Btrees Introduction Btrees 介绍

Btrfs uses a single set of btree manipulation code for all metadata in the filesystem. For performance or organizational purposes, the trees are broken up into a few different types, and each type of tree will hold a few different types of keys. The super block holds pointers to the tree roots of the tree of tree roots and the chunk tree.
Btrfs 使用一组单一的 btree 操作代码来处理文件系统中的所有元数据。出于性能或组织目的,树被分成几种不同类型,并且每种类型的树将包含几种不同类型的键。超级块保存指向树根的指针,包括树根树和块树。

Tree of Tree roots

This tree is used for indexing and finding the root of most of the other trees in the filesystem. It attaches names to subvolumes and snapshots, and stores the location of the extent allocation tree root. It also stores pointers to all of the subvolumes or snapshots that are being deleted by the transaction code. This allows the deletion to pick up where it left off after a crash.

Chunk Tree 块树

The chunk tree does all of the logical to physical block address mapping for the filesystem, and it stores information about all of the devices in the FS. In order to bootstrap lookup in the chunk tree, the super block also duplicates the chunk items needed to resolve blocks in the chunk tree. Over time, the chunk tree will be split into multiple roots to allow access of larger storage pools.

There are back references from the chunk items to the extent tree that allocated them. Only a single extent tree can allocate extents out of a given chunk.

Two types of key are stored in the chunk tree:

  • DEV_ITEM (where the offset field is the internal devid), which contain information on all of the underlying block devices in the filesystem
    DEV_ITEM(其中偏移字段是内部 devid),其中包含文件系统中所有底层块设备的信息

  • CHUNK_ITEM (where the offset field is the start of the chunk as a virtual address), which maps a section of the virtual address space (a chunk) into physical storage.

Device Allocation Tree 设备分配树

The device allocation tree records which parts of each physical device have been allocated into chunks. This is a relatively small tree that is only updated as new chunks are allocated. It stores back references to the chunk tree that allocated each physical extent on the device.

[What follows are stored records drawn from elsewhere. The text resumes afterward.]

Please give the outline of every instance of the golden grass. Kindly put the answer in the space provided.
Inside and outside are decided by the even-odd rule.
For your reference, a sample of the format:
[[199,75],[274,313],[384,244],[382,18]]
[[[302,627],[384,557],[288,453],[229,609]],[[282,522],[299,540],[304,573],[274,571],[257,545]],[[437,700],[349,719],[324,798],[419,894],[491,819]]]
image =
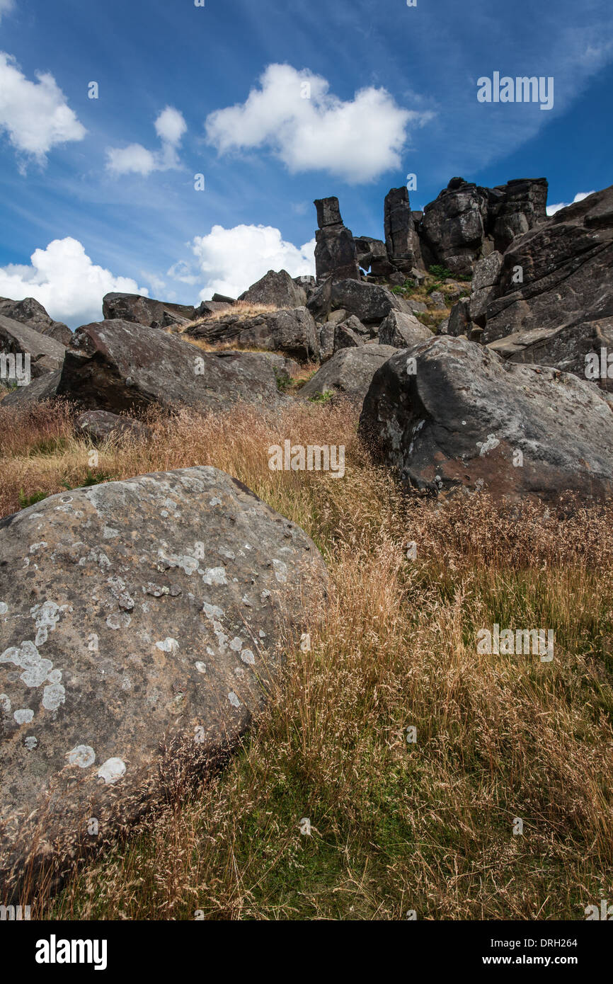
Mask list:
[[[87,475],[87,442],[67,421],[65,408],[38,408],[11,425],[0,408],[4,513],[20,483],[55,490]],[[342,403],[150,423],[150,441],[103,445],[100,470],[230,472],[313,536],[330,598],[311,651],[288,652],[225,770],[178,787],[32,912],[582,919],[610,898],[613,509],[556,517],[486,496],[405,496]],[[345,477],[271,472],[268,446],[285,438],[344,444]],[[494,622],[553,629],[553,662],[477,655],[476,633]]]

Extent Allocation Tree 范围分配树

The extent allocation tree records byte ranges that are in use, maintains reference counts on each extent and records back references to the tree or file that is using each extent. Logical block groups are created inside the extent allocation tree, and these reference large logical extents from the chunk tree.

Each block group can only store a specific type of extent. This might include metadata, or mirrored metadata, or striped data blocks etc.

Currently there is only one extent allocation tree shared by all the other trees. This will change in order to scale better under load.
目前,所有其他树共享一个范围分配树。 为了更好地在负载下扩展,这将发生变化。

Keys for the extent tree use the start of the extent as the objectid. A BLOCK_GROUP_ITEM key will be followed by the EXTENT_ITEM keys for extents within that block group.
范围树的键使用范围的起始作为对象标识符。 BLOCK_GROUP_ITEM 键后面将跟随该块组内范围的 EXTENT_ITEM 键。

FS Trees 文件系统树 

These store files and directories, and all of the normal metadata you would expect to find in a filesystem. There is one root for each subvolume or snapshot, but snapshots will share blocks between roots.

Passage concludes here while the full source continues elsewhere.